Intel, We have been trying to find the root cause of BSOD's that are occurring on 1000+ computers that have a i7-4765T with the HD4600 iGPU. OS is Windows 8.1 Enterprise x64 running the intel video driver versions 10.18.14.4170 or 10.18.14.4080.
After collecting 500 GB worth of BSOD dumps we hired OSR to look at the dumps in order to find the root cause of the crashing. Here are the findings :
"The systems are experiencing a wide variety of system crashes, though they appear to all trace back to a very consistent memory corruption pattern. Specifically, we are consistently seeing one of two values "randomly" appear in memory:
Interestingly, when the corruption is discovered the value appears at physical memory page offset 0xFD8 (most common) or 0xD70 (less common).
For example, in one crash the problem was that the MRXSMB20 image file is corrupted:
3: kd> !chkimg -d mrxsmb20
fffff800826a6fd8-fffff800826a6fdd 6 bytes - mrxsmb20!Smb2UpdateFileInfoCacheEntry+4c8
[ 89 7d 18 49 89 45:04 00 00 00 10 00 ]
fffff800826a6fdf - mrxsmb20!Smb2UpdateFileInfoCacheEntry+4cf (+0x07)
[ e8:00 ]
7 errors : mrxsmb20 (fffff800826a6fd8-fffff800826a6fdf)

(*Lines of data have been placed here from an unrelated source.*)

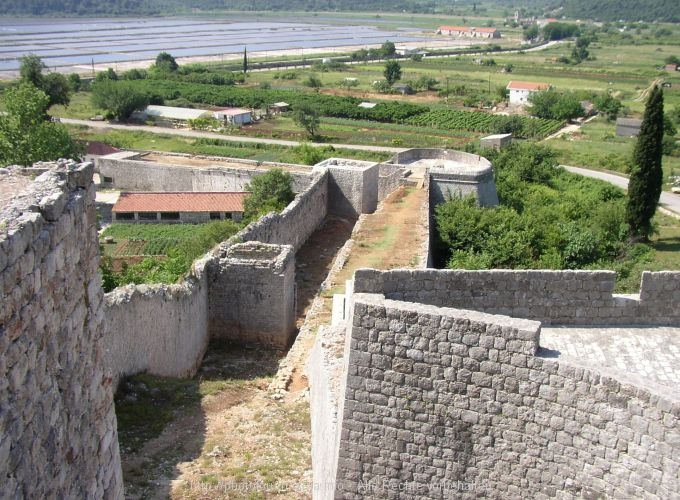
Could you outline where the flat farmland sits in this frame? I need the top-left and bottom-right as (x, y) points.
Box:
(0, 18), (440, 77)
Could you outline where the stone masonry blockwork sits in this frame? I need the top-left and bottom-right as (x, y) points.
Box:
(354, 269), (680, 325)
(330, 294), (680, 499)
(0, 162), (123, 499)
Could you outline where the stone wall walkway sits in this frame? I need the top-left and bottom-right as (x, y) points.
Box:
(539, 326), (680, 396)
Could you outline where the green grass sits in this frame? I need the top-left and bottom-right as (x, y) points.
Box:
(546, 118), (680, 185)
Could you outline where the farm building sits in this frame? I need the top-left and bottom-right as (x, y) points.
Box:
(269, 101), (290, 114)
(112, 192), (249, 223)
(506, 82), (550, 106)
(392, 83), (413, 95)
(437, 26), (501, 38)
(616, 118), (642, 137)
(133, 105), (210, 123)
(213, 108), (253, 125)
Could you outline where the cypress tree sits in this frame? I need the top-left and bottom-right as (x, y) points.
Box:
(626, 85), (663, 241)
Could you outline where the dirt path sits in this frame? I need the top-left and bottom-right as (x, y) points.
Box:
(116, 188), (427, 499)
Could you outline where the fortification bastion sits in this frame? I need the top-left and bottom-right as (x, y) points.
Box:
(0, 161), (123, 498)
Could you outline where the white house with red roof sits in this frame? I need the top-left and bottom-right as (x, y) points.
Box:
(506, 82), (550, 106)
(437, 26), (501, 38)
(112, 192), (250, 223)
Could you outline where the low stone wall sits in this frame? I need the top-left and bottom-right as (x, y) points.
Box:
(0, 162), (123, 499)
(354, 269), (680, 325)
(391, 148), (488, 165)
(326, 294), (680, 499)
(104, 257), (211, 387)
(378, 163), (405, 202)
(315, 158), (380, 217)
(307, 323), (347, 492)
(209, 241), (296, 349)
(97, 151), (312, 193)
(235, 172), (328, 253)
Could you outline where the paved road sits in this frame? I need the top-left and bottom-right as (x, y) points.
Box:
(561, 165), (680, 214)
(61, 118), (406, 153)
(67, 118), (680, 215)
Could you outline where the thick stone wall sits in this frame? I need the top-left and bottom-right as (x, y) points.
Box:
(354, 269), (680, 325)
(307, 323), (347, 492)
(0, 163), (123, 498)
(103, 257), (213, 387)
(429, 168), (498, 207)
(315, 158), (380, 217)
(209, 241), (295, 349)
(97, 151), (311, 193)
(378, 163), (405, 202)
(328, 295), (680, 499)
(235, 172), (328, 251)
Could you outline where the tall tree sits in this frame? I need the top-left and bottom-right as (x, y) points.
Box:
(0, 83), (82, 166)
(626, 85), (664, 241)
(153, 52), (179, 73)
(19, 54), (71, 107)
(92, 80), (149, 121)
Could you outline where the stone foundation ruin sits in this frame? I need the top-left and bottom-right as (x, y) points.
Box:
(0, 150), (680, 498)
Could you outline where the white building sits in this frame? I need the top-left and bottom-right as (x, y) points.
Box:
(506, 82), (550, 106)
(213, 108), (253, 125)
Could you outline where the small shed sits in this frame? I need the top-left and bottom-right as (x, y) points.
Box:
(133, 105), (210, 122)
(479, 134), (512, 151)
(616, 118), (642, 137)
(213, 108), (253, 125)
(392, 83), (413, 95)
(269, 101), (290, 114)
(506, 81), (550, 106)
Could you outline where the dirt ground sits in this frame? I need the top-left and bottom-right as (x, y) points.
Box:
(116, 188), (427, 499)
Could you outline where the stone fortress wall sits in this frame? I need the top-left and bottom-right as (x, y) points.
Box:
(308, 151), (680, 499)
(354, 269), (680, 325)
(391, 149), (498, 207)
(0, 162), (123, 498)
(104, 167), (328, 381)
(0, 146), (680, 498)
(96, 151), (312, 193)
(326, 294), (680, 499)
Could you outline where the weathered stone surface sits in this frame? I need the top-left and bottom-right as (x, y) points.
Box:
(354, 269), (680, 328)
(312, 294), (680, 499)
(0, 161), (123, 499)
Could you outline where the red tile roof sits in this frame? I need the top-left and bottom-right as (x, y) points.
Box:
(507, 82), (550, 90)
(437, 26), (498, 33)
(113, 192), (250, 212)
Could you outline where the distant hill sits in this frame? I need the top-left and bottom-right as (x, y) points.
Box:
(562, 0), (680, 23)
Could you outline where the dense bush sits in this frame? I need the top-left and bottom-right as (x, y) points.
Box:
(435, 144), (646, 269)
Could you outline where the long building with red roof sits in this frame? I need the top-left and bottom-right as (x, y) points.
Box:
(112, 192), (250, 223)
(437, 26), (501, 38)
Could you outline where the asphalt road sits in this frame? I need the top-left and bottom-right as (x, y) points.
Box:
(61, 118), (680, 215)
(561, 165), (680, 215)
(61, 118), (407, 153)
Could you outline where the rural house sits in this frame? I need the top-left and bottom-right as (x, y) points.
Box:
(506, 82), (550, 106)
(112, 192), (250, 223)
(437, 26), (501, 38)
(213, 108), (253, 125)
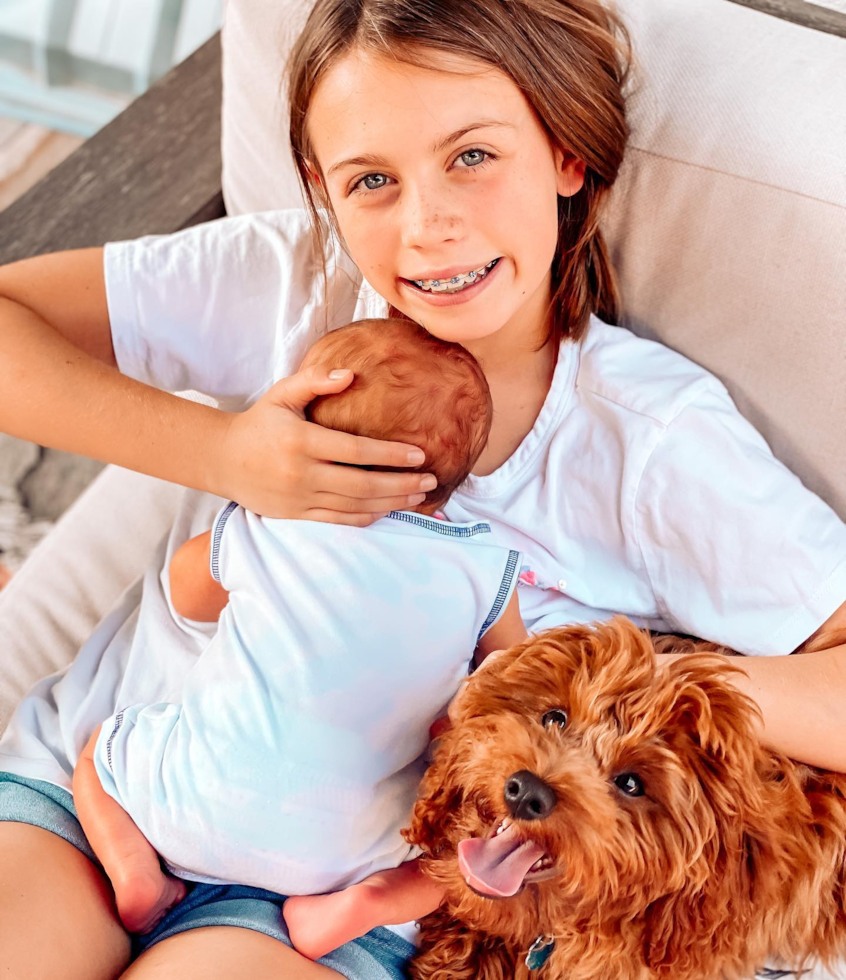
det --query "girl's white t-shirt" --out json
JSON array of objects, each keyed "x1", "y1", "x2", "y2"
[{"x1": 0, "y1": 209, "x2": 846, "y2": 848}]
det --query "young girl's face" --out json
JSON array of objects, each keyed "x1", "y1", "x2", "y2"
[{"x1": 308, "y1": 52, "x2": 584, "y2": 343}]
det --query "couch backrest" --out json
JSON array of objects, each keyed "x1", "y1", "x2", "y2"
[{"x1": 223, "y1": 0, "x2": 846, "y2": 518}]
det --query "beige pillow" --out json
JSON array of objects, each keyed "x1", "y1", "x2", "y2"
[
  {"x1": 605, "y1": 0, "x2": 846, "y2": 518},
  {"x1": 223, "y1": 0, "x2": 846, "y2": 517}
]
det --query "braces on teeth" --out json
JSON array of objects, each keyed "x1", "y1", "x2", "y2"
[{"x1": 411, "y1": 259, "x2": 497, "y2": 293}]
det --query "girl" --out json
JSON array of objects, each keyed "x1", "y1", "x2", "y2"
[{"x1": 0, "y1": 0, "x2": 846, "y2": 980}]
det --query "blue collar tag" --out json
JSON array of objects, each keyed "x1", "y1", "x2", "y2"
[{"x1": 525, "y1": 936, "x2": 555, "y2": 970}]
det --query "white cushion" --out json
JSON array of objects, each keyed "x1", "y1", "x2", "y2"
[
  {"x1": 223, "y1": 0, "x2": 846, "y2": 516},
  {"x1": 0, "y1": 466, "x2": 184, "y2": 731}
]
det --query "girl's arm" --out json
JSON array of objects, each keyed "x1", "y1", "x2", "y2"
[
  {"x1": 664, "y1": 602, "x2": 846, "y2": 772},
  {"x1": 0, "y1": 248, "x2": 433, "y2": 526},
  {"x1": 168, "y1": 531, "x2": 229, "y2": 623},
  {"x1": 0, "y1": 248, "x2": 227, "y2": 489}
]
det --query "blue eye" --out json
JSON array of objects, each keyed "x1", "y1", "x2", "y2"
[
  {"x1": 350, "y1": 149, "x2": 498, "y2": 196},
  {"x1": 459, "y1": 150, "x2": 487, "y2": 167},
  {"x1": 356, "y1": 174, "x2": 385, "y2": 191}
]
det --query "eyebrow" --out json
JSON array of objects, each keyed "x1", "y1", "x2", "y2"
[{"x1": 326, "y1": 119, "x2": 517, "y2": 180}]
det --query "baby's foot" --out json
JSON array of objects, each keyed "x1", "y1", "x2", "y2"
[
  {"x1": 112, "y1": 861, "x2": 186, "y2": 934},
  {"x1": 282, "y1": 889, "x2": 372, "y2": 960}
]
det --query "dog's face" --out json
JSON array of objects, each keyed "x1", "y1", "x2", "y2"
[{"x1": 409, "y1": 619, "x2": 784, "y2": 965}]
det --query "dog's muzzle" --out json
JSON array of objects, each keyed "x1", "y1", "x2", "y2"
[{"x1": 503, "y1": 769, "x2": 558, "y2": 820}]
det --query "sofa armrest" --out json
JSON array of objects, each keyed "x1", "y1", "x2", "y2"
[
  {"x1": 0, "y1": 36, "x2": 224, "y2": 731},
  {"x1": 0, "y1": 34, "x2": 224, "y2": 264}
]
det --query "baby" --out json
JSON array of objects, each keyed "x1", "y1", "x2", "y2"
[{"x1": 74, "y1": 320, "x2": 527, "y2": 958}]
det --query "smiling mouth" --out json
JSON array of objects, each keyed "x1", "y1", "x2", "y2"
[
  {"x1": 458, "y1": 817, "x2": 556, "y2": 898},
  {"x1": 405, "y1": 256, "x2": 502, "y2": 293}
]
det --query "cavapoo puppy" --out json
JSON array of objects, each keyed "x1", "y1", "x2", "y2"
[{"x1": 407, "y1": 618, "x2": 846, "y2": 980}]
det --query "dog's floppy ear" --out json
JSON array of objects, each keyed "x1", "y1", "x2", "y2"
[
  {"x1": 643, "y1": 648, "x2": 783, "y2": 976},
  {"x1": 402, "y1": 748, "x2": 464, "y2": 856},
  {"x1": 409, "y1": 905, "x2": 516, "y2": 980}
]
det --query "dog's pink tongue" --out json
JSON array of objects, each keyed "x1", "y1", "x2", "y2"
[{"x1": 458, "y1": 824, "x2": 544, "y2": 898}]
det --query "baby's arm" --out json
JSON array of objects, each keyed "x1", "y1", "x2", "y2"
[
  {"x1": 473, "y1": 589, "x2": 529, "y2": 667},
  {"x1": 169, "y1": 531, "x2": 229, "y2": 623},
  {"x1": 73, "y1": 728, "x2": 185, "y2": 933},
  {"x1": 282, "y1": 858, "x2": 444, "y2": 960}
]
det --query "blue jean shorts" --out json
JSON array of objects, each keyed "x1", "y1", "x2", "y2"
[{"x1": 0, "y1": 772, "x2": 414, "y2": 980}]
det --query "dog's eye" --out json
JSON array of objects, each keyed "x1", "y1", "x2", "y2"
[
  {"x1": 614, "y1": 772, "x2": 643, "y2": 796},
  {"x1": 541, "y1": 708, "x2": 567, "y2": 728}
]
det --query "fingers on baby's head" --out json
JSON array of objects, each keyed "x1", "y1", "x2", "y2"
[{"x1": 304, "y1": 320, "x2": 493, "y2": 506}]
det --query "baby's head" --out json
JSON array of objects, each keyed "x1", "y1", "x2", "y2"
[{"x1": 302, "y1": 320, "x2": 493, "y2": 514}]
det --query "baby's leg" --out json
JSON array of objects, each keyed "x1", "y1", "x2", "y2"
[
  {"x1": 73, "y1": 728, "x2": 185, "y2": 933},
  {"x1": 282, "y1": 860, "x2": 443, "y2": 960}
]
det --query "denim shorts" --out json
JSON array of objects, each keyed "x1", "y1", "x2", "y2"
[{"x1": 0, "y1": 772, "x2": 414, "y2": 980}]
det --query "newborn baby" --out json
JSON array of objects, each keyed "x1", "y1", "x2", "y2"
[{"x1": 74, "y1": 320, "x2": 527, "y2": 956}]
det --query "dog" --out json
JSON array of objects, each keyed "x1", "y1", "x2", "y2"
[{"x1": 405, "y1": 617, "x2": 846, "y2": 980}]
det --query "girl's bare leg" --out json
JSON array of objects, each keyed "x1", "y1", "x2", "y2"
[
  {"x1": 282, "y1": 860, "x2": 444, "y2": 960},
  {"x1": 73, "y1": 727, "x2": 186, "y2": 933},
  {"x1": 0, "y1": 822, "x2": 129, "y2": 980},
  {"x1": 120, "y1": 926, "x2": 340, "y2": 980}
]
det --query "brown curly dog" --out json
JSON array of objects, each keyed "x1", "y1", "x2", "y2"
[{"x1": 407, "y1": 618, "x2": 846, "y2": 980}]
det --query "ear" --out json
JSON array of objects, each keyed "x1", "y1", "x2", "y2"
[
  {"x1": 553, "y1": 148, "x2": 585, "y2": 197},
  {"x1": 402, "y1": 748, "x2": 464, "y2": 857},
  {"x1": 410, "y1": 905, "x2": 517, "y2": 980}
]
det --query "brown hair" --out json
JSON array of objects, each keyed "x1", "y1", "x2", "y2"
[
  {"x1": 306, "y1": 320, "x2": 493, "y2": 507},
  {"x1": 288, "y1": 0, "x2": 631, "y2": 342}
]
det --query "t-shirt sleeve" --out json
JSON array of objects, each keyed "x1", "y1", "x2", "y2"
[
  {"x1": 476, "y1": 549, "x2": 523, "y2": 643},
  {"x1": 209, "y1": 500, "x2": 245, "y2": 591},
  {"x1": 634, "y1": 382, "x2": 846, "y2": 655},
  {"x1": 104, "y1": 209, "x2": 328, "y2": 410}
]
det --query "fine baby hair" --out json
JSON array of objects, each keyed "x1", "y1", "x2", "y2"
[
  {"x1": 303, "y1": 319, "x2": 493, "y2": 511},
  {"x1": 288, "y1": 0, "x2": 631, "y2": 343}
]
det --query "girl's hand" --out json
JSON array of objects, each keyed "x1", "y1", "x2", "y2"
[{"x1": 215, "y1": 366, "x2": 437, "y2": 527}]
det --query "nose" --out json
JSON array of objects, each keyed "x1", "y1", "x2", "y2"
[{"x1": 503, "y1": 769, "x2": 558, "y2": 820}]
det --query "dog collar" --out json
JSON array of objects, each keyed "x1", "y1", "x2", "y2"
[{"x1": 525, "y1": 936, "x2": 555, "y2": 970}]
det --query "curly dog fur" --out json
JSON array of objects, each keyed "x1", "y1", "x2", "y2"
[{"x1": 407, "y1": 618, "x2": 846, "y2": 980}]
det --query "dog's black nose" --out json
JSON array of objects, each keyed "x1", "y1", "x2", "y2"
[{"x1": 503, "y1": 769, "x2": 558, "y2": 820}]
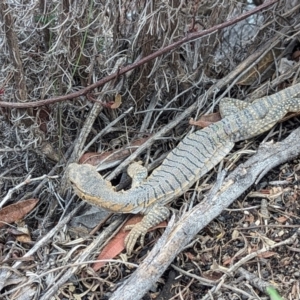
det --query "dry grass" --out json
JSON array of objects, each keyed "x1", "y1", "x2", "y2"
[{"x1": 0, "y1": 0, "x2": 300, "y2": 299}]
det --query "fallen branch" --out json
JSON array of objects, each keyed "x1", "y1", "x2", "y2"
[
  {"x1": 0, "y1": 0, "x2": 278, "y2": 108},
  {"x1": 110, "y1": 128, "x2": 300, "y2": 300}
]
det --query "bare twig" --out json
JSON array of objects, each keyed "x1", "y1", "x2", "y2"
[{"x1": 0, "y1": 0, "x2": 278, "y2": 108}]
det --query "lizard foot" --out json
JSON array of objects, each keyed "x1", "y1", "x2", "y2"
[{"x1": 125, "y1": 206, "x2": 170, "y2": 254}]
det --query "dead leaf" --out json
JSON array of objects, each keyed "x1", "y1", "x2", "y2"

Dumping the start of the corrupted range, we see our offset and value:
3: kd> dq fffff800826a6fd8
fffff800`826a6fd8 00000010`00000004 4c2b894c`0000e99c
fffff800`826a6fe8 ade901b6`41986d8b 850f02f8`83fffffd
fffff800`826a6ff8 8bc03345`fffffbb5 445e15ff`ce8b49d7
fffff800`826a7008 fb9f850f`c0840002 03fffffe`fee9ffff
In another crash a pool header is corrupted:
2: kd> !pool ffffc00089adcd70
Pool page ffffc00089adcd70 region is Paged pool
ffffc00089adcc00 size: 170 previous size: b0 (Free ) MPsc
ffffc00089adcd70 doesn't look like a valid small pool allocation, checking to see
if the entire page is actually part of a large page allocation...
2: kd> dq ffffc00089adcd70
ffffc000`89adcd70 00000010`00000004 8d5eb149`4b83d33a
ffffc000`89adcd80 00000000`00000000 ffffe000`bdecfec0
ffffc000`89adcd90 ffffe000`bc728860 ffffc000`89adcd98
Due to the fact that the crash appears at random in different virtual address ranges, we believe that the corruption must be generated by a device in the system (or by the platform)."
The team as OSR also discovered that our "memory scribble" BSOD were mostly occurring around "power transitions states" on our computers. Examples just after a wake event; User logs-on move mouse or keyboard, Monitor wakes up from sleep BSOD.
We disabled the monitor inactivity time-out sleep from all our 1000+ computers with the i7-4765T with the HD4600 iGPU. and the BSOD stopped ! (All our systems are on the windows high performance power profile with the idle monitor power-off disabled.)
While reading the release notes for the new driver version 18.104.22.16894 I found this in the fixed section :
" - Set monitor to turn off after 1 min. Unplug DVI monitor once monitor is off. System hang seen when DVI monitor is plugged back. - Windows 7 / 8"
Would it be possible to have details regarding the nature of these systems hangs as we would like to know if they fit with the BSOD's types we have collected.